Similar to one play in the first half, Bryant posts up on the right block and receives and entry pass from the wing. While the pass is slightly too high, he’s able to corral it with his left hand, square up to the basket and rise up for an short jump shot in one seamless motion.
Even with Norristown’s center closing out on him, Bryant is able to sink the smooth shot over his outstretched hands.
With so much attention being paid to Bryant, he’s been able to find his teammates open time and time again when the defense has loaded up on him.

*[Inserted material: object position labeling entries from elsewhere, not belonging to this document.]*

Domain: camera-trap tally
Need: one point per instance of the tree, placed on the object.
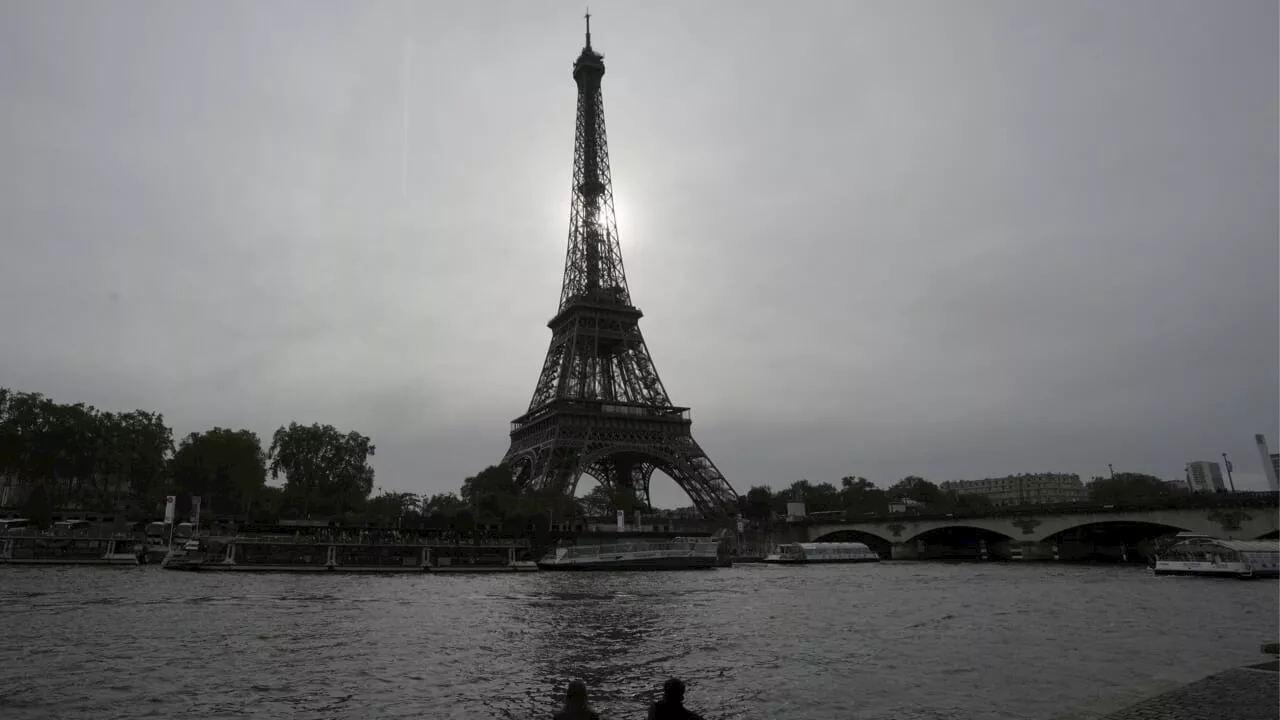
(324, 469)
(914, 487)
(758, 504)
(391, 507)
(443, 505)
(225, 468)
(80, 456)
(1128, 488)
(860, 496)
(145, 443)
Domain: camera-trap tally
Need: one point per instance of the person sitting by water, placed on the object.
(575, 703)
(672, 703)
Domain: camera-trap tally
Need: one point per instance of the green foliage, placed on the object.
(325, 470)
(391, 507)
(860, 496)
(1128, 487)
(225, 468)
(37, 509)
(758, 504)
(78, 456)
(914, 487)
(443, 505)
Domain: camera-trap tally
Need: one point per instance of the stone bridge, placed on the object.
(1029, 534)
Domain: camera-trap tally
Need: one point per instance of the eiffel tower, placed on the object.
(599, 406)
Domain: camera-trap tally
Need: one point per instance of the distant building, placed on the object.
(905, 505)
(1042, 488)
(1270, 463)
(1203, 475)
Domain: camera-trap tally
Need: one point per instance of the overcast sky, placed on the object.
(881, 238)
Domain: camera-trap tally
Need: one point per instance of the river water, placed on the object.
(894, 641)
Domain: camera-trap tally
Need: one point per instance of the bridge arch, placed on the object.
(1133, 528)
(882, 546)
(958, 541)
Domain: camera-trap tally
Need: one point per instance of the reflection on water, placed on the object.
(895, 641)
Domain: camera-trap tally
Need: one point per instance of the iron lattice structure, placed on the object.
(599, 406)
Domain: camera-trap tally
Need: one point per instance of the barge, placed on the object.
(69, 550)
(311, 555)
(679, 554)
(1201, 555)
(812, 552)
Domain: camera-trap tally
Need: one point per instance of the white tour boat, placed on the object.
(809, 552)
(1201, 555)
(679, 554)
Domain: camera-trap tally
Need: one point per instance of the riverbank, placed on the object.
(1239, 693)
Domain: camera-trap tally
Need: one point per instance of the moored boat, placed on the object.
(314, 555)
(812, 552)
(68, 550)
(1202, 555)
(679, 554)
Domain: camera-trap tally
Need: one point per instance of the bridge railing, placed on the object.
(1223, 501)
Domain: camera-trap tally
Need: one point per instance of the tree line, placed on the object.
(859, 496)
(74, 456)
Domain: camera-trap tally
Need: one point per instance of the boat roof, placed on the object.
(1239, 546)
(832, 545)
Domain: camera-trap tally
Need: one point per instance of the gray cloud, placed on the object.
(914, 237)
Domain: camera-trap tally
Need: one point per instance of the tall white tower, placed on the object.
(1267, 465)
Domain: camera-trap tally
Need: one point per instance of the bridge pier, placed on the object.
(905, 551)
(1038, 551)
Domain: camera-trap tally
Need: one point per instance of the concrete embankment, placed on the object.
(1239, 693)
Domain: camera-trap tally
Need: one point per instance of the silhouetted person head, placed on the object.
(672, 703)
(575, 703)
(673, 692)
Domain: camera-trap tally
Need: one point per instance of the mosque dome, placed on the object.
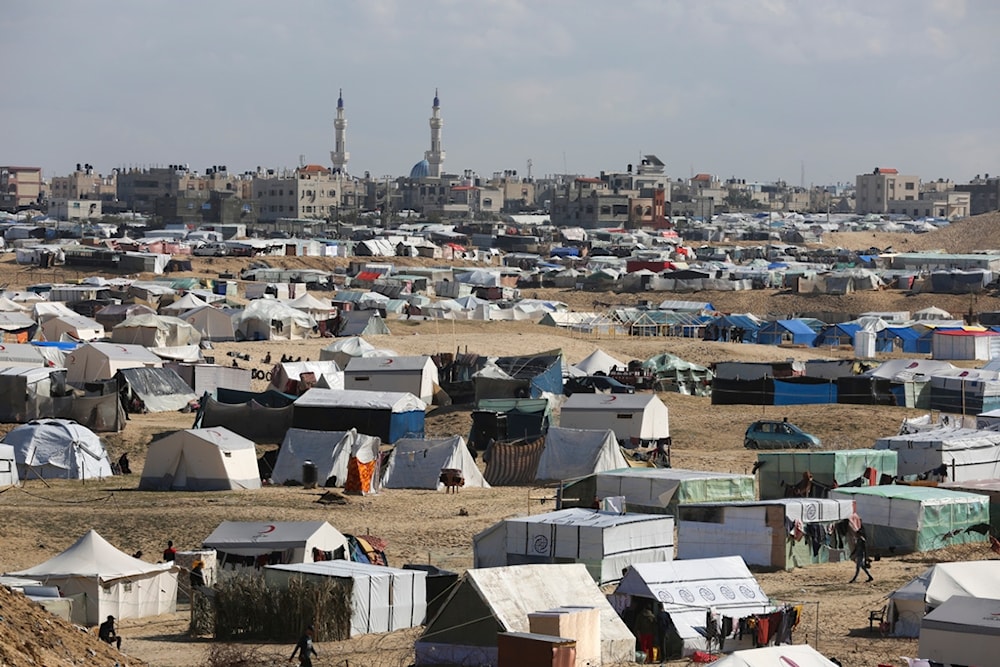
(421, 169)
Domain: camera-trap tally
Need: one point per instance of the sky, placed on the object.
(809, 92)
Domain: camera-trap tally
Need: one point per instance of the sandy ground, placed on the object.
(42, 519)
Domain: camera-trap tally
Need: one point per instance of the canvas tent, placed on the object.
(605, 542)
(100, 361)
(776, 471)
(112, 582)
(8, 467)
(342, 458)
(58, 449)
(786, 655)
(961, 454)
(571, 452)
(389, 415)
(725, 585)
(490, 601)
(417, 464)
(909, 603)
(636, 419)
(657, 490)
(200, 459)
(155, 331)
(252, 544)
(417, 375)
(382, 599)
(757, 531)
(962, 631)
(917, 518)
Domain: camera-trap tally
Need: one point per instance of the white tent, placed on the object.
(100, 361)
(909, 603)
(240, 543)
(965, 454)
(58, 449)
(200, 459)
(112, 582)
(962, 631)
(76, 327)
(155, 331)
(8, 466)
(383, 599)
(489, 601)
(686, 589)
(269, 319)
(800, 655)
(330, 451)
(636, 419)
(417, 375)
(606, 542)
(571, 452)
(417, 463)
(598, 362)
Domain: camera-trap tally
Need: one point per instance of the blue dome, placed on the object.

Bryant rips a pass out of the air and following a quick jab step, takes one dribble forward with his left hand. After just two steps, four defenders have shifted to the center of the court to cut off his lane to the basket. Instead of forcing the issue, as he has done a number of times in the second half, he leaps into the air and makes a no-look bullet pass to his teammate cutting towards the rim.
Bryant’s teammate is unable to make the layup, but he gets hacked in the air and heads to the free throw line for two opportunities.

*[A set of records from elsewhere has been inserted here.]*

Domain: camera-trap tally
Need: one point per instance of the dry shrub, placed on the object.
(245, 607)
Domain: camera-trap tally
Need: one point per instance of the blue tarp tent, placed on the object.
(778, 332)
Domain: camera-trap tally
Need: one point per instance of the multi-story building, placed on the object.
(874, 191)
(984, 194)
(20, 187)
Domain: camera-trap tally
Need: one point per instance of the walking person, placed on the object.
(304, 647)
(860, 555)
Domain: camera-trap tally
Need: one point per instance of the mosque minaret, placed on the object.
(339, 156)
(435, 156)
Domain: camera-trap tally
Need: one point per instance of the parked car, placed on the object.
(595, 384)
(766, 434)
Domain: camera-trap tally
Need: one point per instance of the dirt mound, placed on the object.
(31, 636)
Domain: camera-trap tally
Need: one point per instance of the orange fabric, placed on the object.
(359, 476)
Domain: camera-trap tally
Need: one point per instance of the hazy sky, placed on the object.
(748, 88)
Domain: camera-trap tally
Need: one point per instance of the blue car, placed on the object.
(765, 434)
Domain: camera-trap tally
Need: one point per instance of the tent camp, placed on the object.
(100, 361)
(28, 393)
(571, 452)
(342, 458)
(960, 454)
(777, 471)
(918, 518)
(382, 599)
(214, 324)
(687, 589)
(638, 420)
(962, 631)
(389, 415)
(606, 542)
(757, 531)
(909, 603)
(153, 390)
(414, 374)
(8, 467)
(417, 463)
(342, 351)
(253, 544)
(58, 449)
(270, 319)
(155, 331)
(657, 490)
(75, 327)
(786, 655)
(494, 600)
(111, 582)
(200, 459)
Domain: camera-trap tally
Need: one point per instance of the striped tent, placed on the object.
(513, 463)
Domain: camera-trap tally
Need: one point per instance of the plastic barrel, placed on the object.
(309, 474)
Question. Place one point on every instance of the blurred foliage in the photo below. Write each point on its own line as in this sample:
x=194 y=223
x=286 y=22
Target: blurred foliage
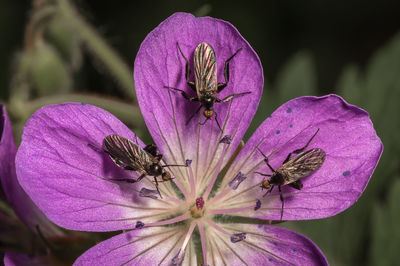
x=61 y=48
x=360 y=235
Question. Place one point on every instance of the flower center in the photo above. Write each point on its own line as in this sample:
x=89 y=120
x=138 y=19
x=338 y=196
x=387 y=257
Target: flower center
x=197 y=209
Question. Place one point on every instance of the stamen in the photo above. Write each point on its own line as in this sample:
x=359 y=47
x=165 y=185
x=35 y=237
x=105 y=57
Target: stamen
x=225 y=211
x=258 y=204
x=171 y=221
x=203 y=242
x=215 y=226
x=139 y=225
x=199 y=203
x=181 y=188
x=192 y=182
x=238 y=237
x=234 y=237
x=226 y=139
x=217 y=169
x=239 y=178
x=178 y=259
x=197 y=210
x=149 y=193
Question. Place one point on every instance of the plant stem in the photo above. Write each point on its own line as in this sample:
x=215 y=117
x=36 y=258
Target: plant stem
x=99 y=48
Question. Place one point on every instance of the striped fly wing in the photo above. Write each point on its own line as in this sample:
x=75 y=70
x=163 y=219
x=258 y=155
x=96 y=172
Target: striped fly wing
x=126 y=154
x=302 y=165
x=205 y=69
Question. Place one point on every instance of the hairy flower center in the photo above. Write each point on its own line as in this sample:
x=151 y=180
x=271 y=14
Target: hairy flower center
x=197 y=209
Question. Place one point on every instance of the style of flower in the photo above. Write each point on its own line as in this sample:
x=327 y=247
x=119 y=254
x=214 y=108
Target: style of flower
x=210 y=213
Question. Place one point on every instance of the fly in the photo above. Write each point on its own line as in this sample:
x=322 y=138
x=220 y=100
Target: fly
x=205 y=81
x=130 y=156
x=293 y=169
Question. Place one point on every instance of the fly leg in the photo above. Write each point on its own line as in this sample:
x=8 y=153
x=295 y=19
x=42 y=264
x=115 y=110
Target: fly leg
x=190 y=118
x=222 y=86
x=128 y=180
x=269 y=191
x=262 y=174
x=283 y=202
x=187 y=70
x=156 y=181
x=266 y=161
x=192 y=99
x=301 y=149
x=230 y=97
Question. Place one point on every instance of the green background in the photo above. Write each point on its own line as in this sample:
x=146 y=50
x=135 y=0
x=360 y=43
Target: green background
x=351 y=48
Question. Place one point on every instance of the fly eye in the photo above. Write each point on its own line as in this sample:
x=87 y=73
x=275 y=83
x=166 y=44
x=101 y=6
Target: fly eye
x=208 y=113
x=166 y=176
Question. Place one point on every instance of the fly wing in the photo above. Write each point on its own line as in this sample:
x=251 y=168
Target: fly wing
x=126 y=154
x=302 y=165
x=205 y=69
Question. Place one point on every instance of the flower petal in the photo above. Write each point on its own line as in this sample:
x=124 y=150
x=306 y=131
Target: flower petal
x=70 y=181
x=147 y=246
x=17 y=259
x=352 y=149
x=159 y=63
x=22 y=205
x=263 y=245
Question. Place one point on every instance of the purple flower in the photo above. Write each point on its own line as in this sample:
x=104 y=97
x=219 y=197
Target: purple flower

After settling for far too many jump shots in the second half, Bryant attempts to regain his groove by pushing the ball in transition and attacking a scrambled defense.
With nobody picking him up once he pulls down a defensive rebound, Bryant calmly dribbles the ball past half court and uses a stutter step to freeze the defense and get into the lane. With only one man to beat at the rim, Bryant uses his athleticism and body control to score a layup around Norristown’s center.
Notice how smooth and under control Bryant is at all times on the drive. The combination of his size, athleticism and skill makes him a terrifying matchup.
A few possessions later, Bryant achieves the same success on another beautiful drive to the basket.
Isolated at the top of the key, Bryant blows by his defender with a hesitation dribble and lighting quick first step. Although the defense is quick to pack the paint in an attempt to stop him in his tracks, Bryant explodes to the rim once he reaches the free throw line.
Much like on the alley-oop he missed in the first quarter, Bryant glides through the air and even avoids drawing a charge.
It’s easy to see why there is so much hype surrounding Bryant as he looks to make the unprecedented jump from high school to the pros. He has the perfect build for a shooting guard in the NBA, and I don’t think I’ve ever seen a high school player as skilled as he is. He’s incredibly mature and there’s simply nothing he can’t do on the court.
In saying that, there are a number of concerns moving forward. For one, he falls in love with his jump shot, especially when things aren’t going his way. Against Norristown, he settled time and time again for contested midrange pull-ups and 3-pointers instead of using his athleticism and strength to get to the basket. He also has a tendency to lose his cool when he doesn’t get the ball, the result of his undeniable competitiveness. Reining that in will take a good coaching staff and levelheaded teammates. He would likely fit better on a winning team, where there is structure and guidance.
Kobe Bryant NBA Draft | YouTube
Whichever team drafts Bryant in two week’s time, though, will be getting a supreme talent — there’s no doubt about it. Although it may take him some time to tap into his full potential as he continues to refine his game and learns what it takes to be a professional, he’s certainly a risk worth investing in.
All in all, it’s going to be exciting seeing Bryant blossom into an elite player in years to come.
UPDATE: The Charlotte Hornets drafted Bryant with the 13th pick and traded him to the Los Angeles Lakers for Vlade Divac. The Hornets may end up regretting this decision in the near future.